19.02.2021 / Essay / Lesezeit: ~ 2 min

Autor/-in: Vera Nölke

Diskussion auf Augenhöhe

Hans Probst hilft beim Umgang mit populistischen Aussagen.

Mit Ängsten umgehen lernen

„Die Muslime bedrohen unsere christliche Kultur.“ Dies sei eine Aussage, die im lockeren Plaudern beim Kirchcafé schnell fallen kann. Auch in Seelsorgegesprächen kommen populistische Thesen vor, berichtet der Referent. Probst ist überzeugt: Das darf sein, denn Kirche ist ein Ort des Austauschs und der Gespräche. Bei populistischen Aussagen geht es – gerade im seelsorgerlichen Rahmen - auch um eine Bearbeitung von Zukunftsängsten und Sorgen vor Bedrohungen, ob berechtigt oder nicht. Haupt- wie Ehrenamtliche sollten hier sprachfähig sein und populistische Aussagen erkennen können.

Auf Augenhöhe kommunizieren

Darüber hinaus betont Hans Probst, dass der Meinungsaustausch ein Gespräch auf Augenhöhe sein muss. Für einen wertschätzenden Austausch benennt Probst folgende Leitlinien:

  1. Meinungen akzeptieren: Akzeptanz drückt sich dadurch aus, dass die Aussagen des Gegenübers gehört und diskutiert werden. Dabei hilft es, ruhig zu bleiben und nicht die Person als solches abzuwerten.
  2. Auf den Wert und die Menschenwürde achten: Das gelingt, indem man trennt zwischen Person und Meinung. Wert und Würde einer Person hängen nicht davon ab, welche Meinung er oder sie hat. Probst schlägt vor, dies auch anzusprechen: „Du bist mir als Mensch wichtig, ich erkenne deinen Wert an. Ich schiebe dich nicht in irgendeine Ecke ab, ich möchte mit dir inhaltlich diskutieren.“
  3. Menschen mit hineinnehmen in die Vielstimmigkeit der Demokratie: Es gibt nicht „den einen Volkswillen“. Es gibt mehrere Ansichten und Meinungen zu einem Thema.
  4. In Gesprächen gilt das Anrecht, sich selbst zu schützen. Überschreitet das Gegenüber in einer Diskussion eine Grenze, darf ich als Gesprächspartner in dem Moment das Gespräch beenden oder auf einen anderen Tag verschieben.

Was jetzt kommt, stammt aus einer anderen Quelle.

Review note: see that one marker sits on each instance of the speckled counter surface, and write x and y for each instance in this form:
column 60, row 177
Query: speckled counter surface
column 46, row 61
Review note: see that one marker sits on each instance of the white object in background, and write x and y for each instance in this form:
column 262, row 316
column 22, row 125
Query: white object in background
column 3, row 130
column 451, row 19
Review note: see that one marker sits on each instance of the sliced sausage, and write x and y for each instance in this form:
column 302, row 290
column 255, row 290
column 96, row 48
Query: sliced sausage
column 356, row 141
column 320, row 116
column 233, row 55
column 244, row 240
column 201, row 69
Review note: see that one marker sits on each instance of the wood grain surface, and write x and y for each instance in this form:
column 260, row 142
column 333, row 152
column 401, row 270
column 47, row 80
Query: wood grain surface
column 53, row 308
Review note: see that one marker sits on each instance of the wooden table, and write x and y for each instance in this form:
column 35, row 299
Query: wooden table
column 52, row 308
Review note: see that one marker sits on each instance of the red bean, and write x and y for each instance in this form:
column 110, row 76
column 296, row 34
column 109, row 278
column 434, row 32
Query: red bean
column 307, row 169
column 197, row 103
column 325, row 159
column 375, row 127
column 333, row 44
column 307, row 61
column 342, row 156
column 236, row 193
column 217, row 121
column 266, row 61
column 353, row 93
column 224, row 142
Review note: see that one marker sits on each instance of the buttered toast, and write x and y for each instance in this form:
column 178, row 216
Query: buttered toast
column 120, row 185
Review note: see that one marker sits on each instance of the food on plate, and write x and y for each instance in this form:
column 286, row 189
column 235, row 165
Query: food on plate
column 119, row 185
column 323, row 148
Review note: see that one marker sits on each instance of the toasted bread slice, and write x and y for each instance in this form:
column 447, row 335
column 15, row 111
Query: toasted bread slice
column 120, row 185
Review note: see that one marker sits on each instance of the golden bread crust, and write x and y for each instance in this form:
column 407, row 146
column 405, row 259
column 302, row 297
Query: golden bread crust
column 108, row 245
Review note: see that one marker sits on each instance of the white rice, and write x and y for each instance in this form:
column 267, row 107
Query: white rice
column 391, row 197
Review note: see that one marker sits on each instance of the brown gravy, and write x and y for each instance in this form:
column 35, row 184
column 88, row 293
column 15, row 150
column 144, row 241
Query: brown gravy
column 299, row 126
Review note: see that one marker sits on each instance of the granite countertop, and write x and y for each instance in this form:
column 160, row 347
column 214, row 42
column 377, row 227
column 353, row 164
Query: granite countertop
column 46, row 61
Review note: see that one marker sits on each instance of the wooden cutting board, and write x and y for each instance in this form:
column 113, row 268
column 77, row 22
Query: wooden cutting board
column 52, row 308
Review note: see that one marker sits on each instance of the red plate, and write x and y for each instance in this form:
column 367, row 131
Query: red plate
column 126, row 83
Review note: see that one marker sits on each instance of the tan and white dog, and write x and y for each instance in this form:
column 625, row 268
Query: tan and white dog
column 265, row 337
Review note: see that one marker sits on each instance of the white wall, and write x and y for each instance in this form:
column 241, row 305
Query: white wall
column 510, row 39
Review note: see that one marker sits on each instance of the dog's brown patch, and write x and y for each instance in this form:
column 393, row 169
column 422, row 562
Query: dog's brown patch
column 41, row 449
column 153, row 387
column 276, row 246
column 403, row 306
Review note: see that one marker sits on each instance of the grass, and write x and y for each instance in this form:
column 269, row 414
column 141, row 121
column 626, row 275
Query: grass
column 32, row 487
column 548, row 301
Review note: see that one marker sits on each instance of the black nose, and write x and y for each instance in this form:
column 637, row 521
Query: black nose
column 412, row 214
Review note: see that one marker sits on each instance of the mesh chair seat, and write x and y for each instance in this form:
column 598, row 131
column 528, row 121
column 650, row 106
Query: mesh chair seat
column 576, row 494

All diese Regeln spiegeln für Probst christliche Nächstenliebe im Umgang miteinander wider.

Wie reagieren bei Anfeindungen oder Pauschalisierungen?

Wird eine bestimmte Gruppe angefeindet, vertritt Hans Probst solidarisch deren Stimme. Hier gilt es ein Stoppzeichen zu setzen nach der Art: „Gegen ‚die‘ Juden, gegen ‚die‘ Muslime will ich nicht, dass du so sprichst und dass du solche Vorwürfe vorbringst.“

Bei pauschalisierenden Aussagen schlägt der Referent vor, das Schwarz-Weiß-Denken zu hinterfragen, auch wenn es anstrengend ist. Denn zur Nächstenliebe gehöre es auch, wenn nötig, der Meinung des anderen zu widersprechen. Die Erfahrung zeige: Wer in seiner Haltung allein gelassen wird, neigt dazu, diese zu verfestigen. Probst kennt Extremfälle: Attentäter hätten nach ihrer Tat oftmals gesagt, dass ihnen vorher niemand widersprochen habe. Deshalb fühlten sie sich im Recht. Eine Spirale, die möglicherweise frühzeitig hätte durchbrochen werden können.

Wenn wir die Würde des Menschen als einen zentralen biblischen und christlichen Wert wahrnehmen, dann sehe ich das als eine massive Herausforderung.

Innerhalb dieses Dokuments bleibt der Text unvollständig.